Aerial photo taken on Nov. 3, 2021 shows electricity workers patrolling amid a photovoltaic and wind power generation project installed above the fishery waters in Sheyanghu Township of Baoying County of Yangzhou, east China's Jiangsu Province. (Xinhua/Li Bo)
BEIJING, Nov. 23 (Xinhua) -- Further green investment is in sight for China as the country gradually shifts toward a more institutionalized phase of decarbonization, according to a research report by Morgan Stanley.
"We expect policymakers to step up support for green investments from 2022 -- such as renewables, smart grid, power storage equipment, and manufacturing equipment upgrades," said Robin Xing, Morgan Stanley's chief China economist, in the co-authored report.

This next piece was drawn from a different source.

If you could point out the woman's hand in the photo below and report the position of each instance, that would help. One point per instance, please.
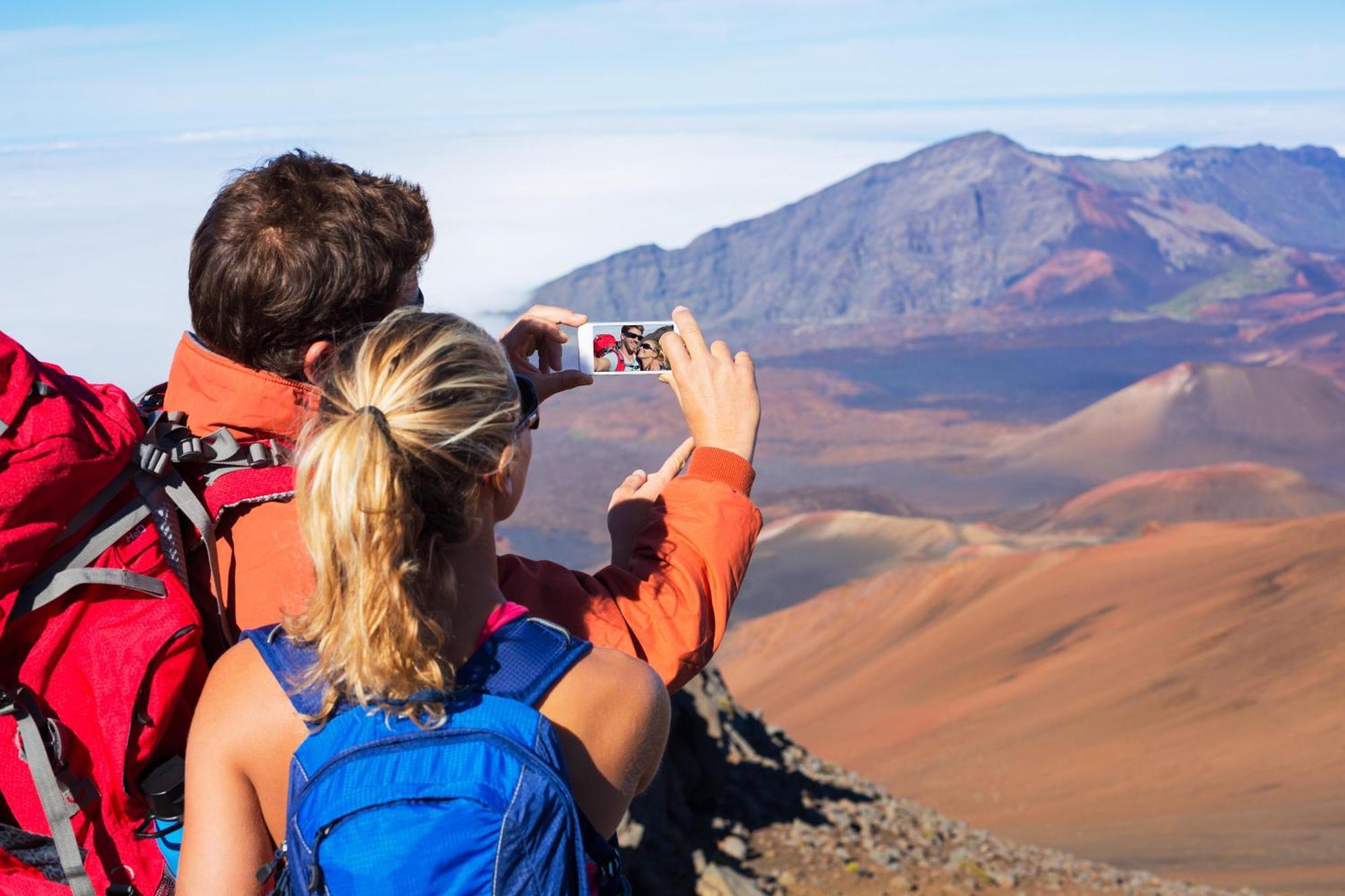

The green push is expected to inject new impetus into the Chinese economy. The investment bank forecast a recovery in infrastructure driven by green investment, saying it expects infrastructure investment growth to rebound to 4 percent next year.

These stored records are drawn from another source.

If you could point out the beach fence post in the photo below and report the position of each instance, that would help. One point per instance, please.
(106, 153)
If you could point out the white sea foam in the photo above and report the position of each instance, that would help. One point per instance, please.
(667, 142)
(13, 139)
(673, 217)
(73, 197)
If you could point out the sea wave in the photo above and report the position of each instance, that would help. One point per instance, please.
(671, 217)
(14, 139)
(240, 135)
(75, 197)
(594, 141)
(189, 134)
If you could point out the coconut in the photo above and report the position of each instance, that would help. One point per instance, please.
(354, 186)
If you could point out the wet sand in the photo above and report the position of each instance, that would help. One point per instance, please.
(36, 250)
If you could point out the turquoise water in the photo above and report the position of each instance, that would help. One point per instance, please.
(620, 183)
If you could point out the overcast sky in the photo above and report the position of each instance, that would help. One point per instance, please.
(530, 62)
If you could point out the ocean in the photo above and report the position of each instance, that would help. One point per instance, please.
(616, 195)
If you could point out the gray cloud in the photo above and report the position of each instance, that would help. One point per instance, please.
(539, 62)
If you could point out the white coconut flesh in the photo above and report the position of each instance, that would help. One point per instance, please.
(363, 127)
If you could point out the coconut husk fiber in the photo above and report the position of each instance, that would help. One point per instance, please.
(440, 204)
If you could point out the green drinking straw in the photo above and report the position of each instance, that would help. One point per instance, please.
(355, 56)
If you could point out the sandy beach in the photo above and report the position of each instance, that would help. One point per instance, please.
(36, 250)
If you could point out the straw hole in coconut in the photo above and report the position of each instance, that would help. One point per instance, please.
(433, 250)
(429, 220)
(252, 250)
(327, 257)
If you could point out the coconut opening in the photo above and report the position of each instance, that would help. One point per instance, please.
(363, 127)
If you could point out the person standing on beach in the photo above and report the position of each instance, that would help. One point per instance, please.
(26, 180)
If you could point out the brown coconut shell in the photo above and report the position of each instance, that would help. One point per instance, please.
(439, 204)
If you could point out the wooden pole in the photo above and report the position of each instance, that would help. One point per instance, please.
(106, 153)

Manufacturing investment demand is also predicted to rise as manufacturers upgrade their equipment to improve energy efficiency, according to the report.
The projections came amid China's continuous efforts to decarbonize to fight for blue skies and mitigate the impact of climate change.
China in October unveiled an overarching guideline to achieve its carbon peak and carbon neutrality goals, as well as an action plan to peak carbon dioxide emissions before 2030. The guideline and action plan constitute the top-level policy design for decarbonization, and specify targets and measures for the coming decades.
The People's Bank of China, the country's central bank, also rolled out a new lending tool for carbon reduction earlier this month, which aims to provide low-cost loans for financial institutions so as to strengthen financial support for the reduction of carbon emissions.
The high-level carbon peak guidance has called for the leveraging of a combination of tax policies, green financing and carbon pricing to foster development in green industries, the report noted.
Further policy support for green industries is expected next year in tax and fee cuts and the wider allocation of local government special bond quotas for green investment, it said.